My p(doom), or, Death by Transformers?
How I've changed my mind over the past years on whether AI will cause the extinction of humanity.
Disclaimer: I am not a technical expert on the field of AI. I’m not actively involved with AI safety, AI governance, or AI capabilities. I am, however, an increasingly informed and concerned philosopher who has spent a few years now hearing about existential risk. Most of the information I have comes from a mix of AI Twitter, blogs, podcasts (like Dwarkesh Podcast), forums (like Effective Altruism Forum, LessWrong, a little of Alignment Forum), and a few academic articles such as Nick Bostrom, Leonard Dung, and others.
In this post, I will be chronicling my intellectual journey regarding the things that have changed my mind on the probability of misaligned artificial superintelligence being likely to extinguish all life on Earth. That is, my intellectual development on these issues, and, later on, the arguments that either raise or lower my confidence of p(doom).
Now, I recognize that it is pretty hard to change somebody’s mind about this topic. It has taken me years of reading, debating, and reflecting to move from a sense of cautious optimism to the sober acknowledgment of the dangers ahead. I hope this post helps illuminate that it has taken me years to digest the arguments, recognize the weaknesses of the position “AI will be aligned to some set of reasonable values by default”, get worried, get stressed, get sad, discuss with other people, and finally be able to “live with it”, that is, live with the fact that technology is, with near certainty, to be what destroys humanity. And, within that, that Artificial Superintelligence is the most likely near-term candidate. This position is held by many prominent figures and researchers, and so it requires serious consideration.
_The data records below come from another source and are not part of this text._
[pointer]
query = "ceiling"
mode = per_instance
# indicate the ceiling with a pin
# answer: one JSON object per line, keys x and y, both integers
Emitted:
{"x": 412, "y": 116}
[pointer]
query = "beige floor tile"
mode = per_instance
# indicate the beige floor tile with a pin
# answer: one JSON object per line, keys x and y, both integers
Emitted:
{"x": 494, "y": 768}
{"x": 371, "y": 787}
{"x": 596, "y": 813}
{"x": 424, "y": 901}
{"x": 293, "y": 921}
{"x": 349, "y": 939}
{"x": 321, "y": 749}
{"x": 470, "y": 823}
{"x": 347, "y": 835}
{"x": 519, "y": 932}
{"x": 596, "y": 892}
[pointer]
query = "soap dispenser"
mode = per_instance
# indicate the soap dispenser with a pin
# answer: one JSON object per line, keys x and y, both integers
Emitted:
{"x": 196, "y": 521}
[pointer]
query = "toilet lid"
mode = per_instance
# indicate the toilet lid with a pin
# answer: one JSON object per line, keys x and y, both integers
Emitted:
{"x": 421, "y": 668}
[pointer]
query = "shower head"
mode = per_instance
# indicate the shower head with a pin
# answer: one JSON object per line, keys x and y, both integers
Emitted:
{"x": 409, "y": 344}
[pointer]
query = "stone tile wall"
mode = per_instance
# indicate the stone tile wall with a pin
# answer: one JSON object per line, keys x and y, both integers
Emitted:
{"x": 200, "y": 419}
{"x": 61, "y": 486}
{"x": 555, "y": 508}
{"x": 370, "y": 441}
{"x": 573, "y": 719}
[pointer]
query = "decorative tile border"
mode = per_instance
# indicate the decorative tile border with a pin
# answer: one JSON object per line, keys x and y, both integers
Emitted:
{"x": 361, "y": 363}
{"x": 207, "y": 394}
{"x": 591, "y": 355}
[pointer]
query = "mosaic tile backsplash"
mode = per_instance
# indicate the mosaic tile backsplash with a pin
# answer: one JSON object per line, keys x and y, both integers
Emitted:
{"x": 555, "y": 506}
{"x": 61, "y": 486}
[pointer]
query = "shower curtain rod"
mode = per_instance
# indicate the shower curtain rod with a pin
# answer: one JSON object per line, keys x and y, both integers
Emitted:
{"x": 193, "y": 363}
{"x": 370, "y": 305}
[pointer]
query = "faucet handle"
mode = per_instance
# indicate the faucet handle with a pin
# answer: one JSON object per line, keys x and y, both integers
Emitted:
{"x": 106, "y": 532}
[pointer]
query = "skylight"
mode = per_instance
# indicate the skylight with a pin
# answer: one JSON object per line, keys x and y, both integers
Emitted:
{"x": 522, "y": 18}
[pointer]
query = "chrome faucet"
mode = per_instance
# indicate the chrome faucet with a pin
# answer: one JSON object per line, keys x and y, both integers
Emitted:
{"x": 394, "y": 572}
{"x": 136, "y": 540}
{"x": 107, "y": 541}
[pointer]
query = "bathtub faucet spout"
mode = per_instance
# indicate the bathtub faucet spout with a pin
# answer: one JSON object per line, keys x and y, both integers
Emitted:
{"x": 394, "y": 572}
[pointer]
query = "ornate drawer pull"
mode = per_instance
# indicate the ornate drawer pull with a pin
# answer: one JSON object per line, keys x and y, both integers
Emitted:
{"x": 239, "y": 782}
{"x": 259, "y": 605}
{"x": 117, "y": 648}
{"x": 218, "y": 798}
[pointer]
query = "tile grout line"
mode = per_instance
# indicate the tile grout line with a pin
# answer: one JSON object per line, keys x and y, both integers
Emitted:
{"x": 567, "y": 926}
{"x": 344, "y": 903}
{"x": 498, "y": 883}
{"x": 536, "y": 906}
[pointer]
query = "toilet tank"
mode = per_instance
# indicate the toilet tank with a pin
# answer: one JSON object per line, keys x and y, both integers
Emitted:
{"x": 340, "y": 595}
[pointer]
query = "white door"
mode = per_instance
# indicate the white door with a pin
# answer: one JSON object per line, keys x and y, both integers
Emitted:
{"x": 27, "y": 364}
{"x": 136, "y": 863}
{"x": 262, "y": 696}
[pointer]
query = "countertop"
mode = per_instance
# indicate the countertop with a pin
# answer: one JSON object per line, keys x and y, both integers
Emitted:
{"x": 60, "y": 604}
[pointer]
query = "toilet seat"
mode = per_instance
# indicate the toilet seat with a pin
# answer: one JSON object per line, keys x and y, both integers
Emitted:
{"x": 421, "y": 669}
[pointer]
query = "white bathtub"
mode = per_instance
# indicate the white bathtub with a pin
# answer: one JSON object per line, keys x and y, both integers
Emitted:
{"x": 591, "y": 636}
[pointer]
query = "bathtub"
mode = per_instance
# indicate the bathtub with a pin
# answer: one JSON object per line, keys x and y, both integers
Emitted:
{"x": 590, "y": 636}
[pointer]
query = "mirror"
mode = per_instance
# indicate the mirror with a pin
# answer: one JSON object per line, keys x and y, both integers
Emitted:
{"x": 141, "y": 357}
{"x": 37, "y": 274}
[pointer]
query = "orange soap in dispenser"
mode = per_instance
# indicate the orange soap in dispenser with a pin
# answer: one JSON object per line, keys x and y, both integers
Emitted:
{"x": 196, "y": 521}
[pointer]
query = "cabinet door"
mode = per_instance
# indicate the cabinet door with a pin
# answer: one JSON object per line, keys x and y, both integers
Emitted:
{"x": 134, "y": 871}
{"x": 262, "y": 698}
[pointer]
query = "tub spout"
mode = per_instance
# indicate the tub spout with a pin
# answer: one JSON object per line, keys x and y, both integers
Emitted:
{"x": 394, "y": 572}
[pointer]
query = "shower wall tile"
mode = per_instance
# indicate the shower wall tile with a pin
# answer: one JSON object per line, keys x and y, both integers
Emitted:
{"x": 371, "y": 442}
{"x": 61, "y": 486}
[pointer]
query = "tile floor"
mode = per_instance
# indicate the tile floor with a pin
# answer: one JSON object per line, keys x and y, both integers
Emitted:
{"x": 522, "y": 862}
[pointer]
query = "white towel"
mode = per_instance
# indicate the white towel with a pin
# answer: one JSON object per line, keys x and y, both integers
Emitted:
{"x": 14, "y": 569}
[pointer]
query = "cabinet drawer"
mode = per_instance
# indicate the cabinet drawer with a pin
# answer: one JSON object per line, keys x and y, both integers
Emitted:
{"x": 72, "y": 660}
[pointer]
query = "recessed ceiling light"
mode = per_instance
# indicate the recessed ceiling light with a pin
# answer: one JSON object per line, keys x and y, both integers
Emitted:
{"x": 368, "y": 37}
If you want sources for arguments, I can recommend PauseAI’s Learn Section (online), or The Compendium (online, about a two-hours read), or Uncontrollable by Darren McKee (book), or Wait But Why’s short, accessible, though outdated 2015 introduction. For something more advanced, check Yudkowsky’s List of Lethalities.
I won’t be providing many of those arguments here, which I believe has already been done pretty often (although the full argument is dispersed throughout the corners of the internet). This is more like a diary on my intellectual journey about this question. I hope it resonates with others in a similar position.
2016. AlphaGo and casual musings about AGI.
My p(doom) <1%
In 2016, I was doing my undergrad in philosophy and having casual discussions about AI between classes. It was this year when AlphaGo and AlphaZero released, which beat the best grandmasters at Go (an exponentially more complicated game than chess), and the best chess engines at the time, with no sample games and with less than a day of training.
I was much more optimistic about AI capabilities than most of my classmates. I argued that there was nothing in principle that a human could do that future AI wouldn’t be able to do, so the future was in the hands of AI, and I might never get the chance to have a professional career, since AI might do all jobs within a few decades. Overall, it seems to be the path that AI is taking, so I feel vindicated worrying about AI.
However, I wasn’t very worried yet. I thought “A game of Go is relatively simple. It’s still a simple board, so we are decades away from [something along the lines of GPT4].” That’s where I, and many others, would be proven wrong.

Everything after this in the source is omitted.